Families on the street where I grew up in the old Northeast neighborhood Kansas City used to be made up of middle-class working folks. Some of them were first or second generation immigrants from Europe, mostly Italy.
The entire street, for the most part, was like one big family. You'd always see folks sitting on their large front porches or cleaning flower beds or mowing their lawns or pruning their rose bushes. Kids played in yards bordered by small hedges; nothing tall enough to create a barrier, mind you.
Early each morning you could hear the honking of the horn on a pickup truck filled with fresh produce and hear Tony yell "tomatoes ... lettuce ... cabbage ... squash" all up and down the block.
You could never tell when a bunch of guys from the neighborhood might come by on their way to the park down the street and invite you to join them in a pick-up game of baseball or football. If they were on bicycles, they were probably on their way up to the old Reservoir before making their way around Cliff Drive to the Kansas City Museum, down around the Concourse, and then back home.
Those are all good memories.
I drove by the old house on Montgall where I grew up. It looked lonely and unkept.

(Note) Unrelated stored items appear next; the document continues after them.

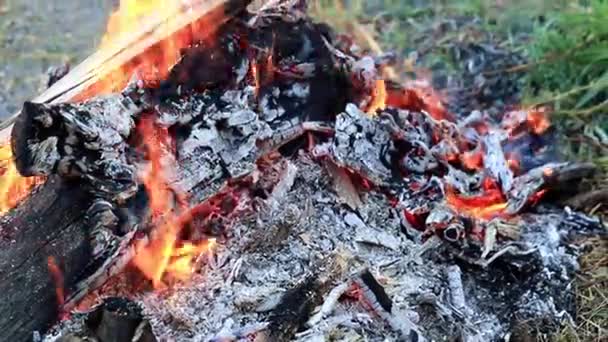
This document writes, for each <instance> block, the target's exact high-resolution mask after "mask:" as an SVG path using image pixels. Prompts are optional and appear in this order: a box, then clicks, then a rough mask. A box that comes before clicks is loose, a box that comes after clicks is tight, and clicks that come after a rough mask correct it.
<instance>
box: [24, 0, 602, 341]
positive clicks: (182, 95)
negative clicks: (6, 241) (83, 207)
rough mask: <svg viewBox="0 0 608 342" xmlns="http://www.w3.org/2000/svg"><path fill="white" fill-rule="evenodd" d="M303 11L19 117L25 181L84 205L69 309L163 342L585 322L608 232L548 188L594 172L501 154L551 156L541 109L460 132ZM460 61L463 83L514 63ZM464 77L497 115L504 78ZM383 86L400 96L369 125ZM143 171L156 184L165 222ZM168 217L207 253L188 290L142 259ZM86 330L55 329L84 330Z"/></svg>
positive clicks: (288, 338)
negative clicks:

The other houses along the block looked disheveled as well.
The neighborhood markets where years ago one could buy fresh, hand made sausages and imported cheeses are now Vietnamese markets and markets that sell Hallal meats and foods. (Halal foods are foods that Muslims are allowed to eat or drink under Islamic Shariah law, much like Kosher foods are related to the Jewish citizens. The foods addressed are mostly types of meat and animal tissue.)
Storefronts that used to host hardware stores, record shops, diners and dine-stores are now home to tattoo parlors, foreign trinket stores, and what-have-you.
While making my way through the old area now called Pendelton Heights, I noticed something that I never saw when I was growing up: bars on the windows of many homes and tall reinforced wrought iron fences adorning many yards.
Yes, things have changed, as things are wont to do.
But I still miss the old Northeast. I guess I always will.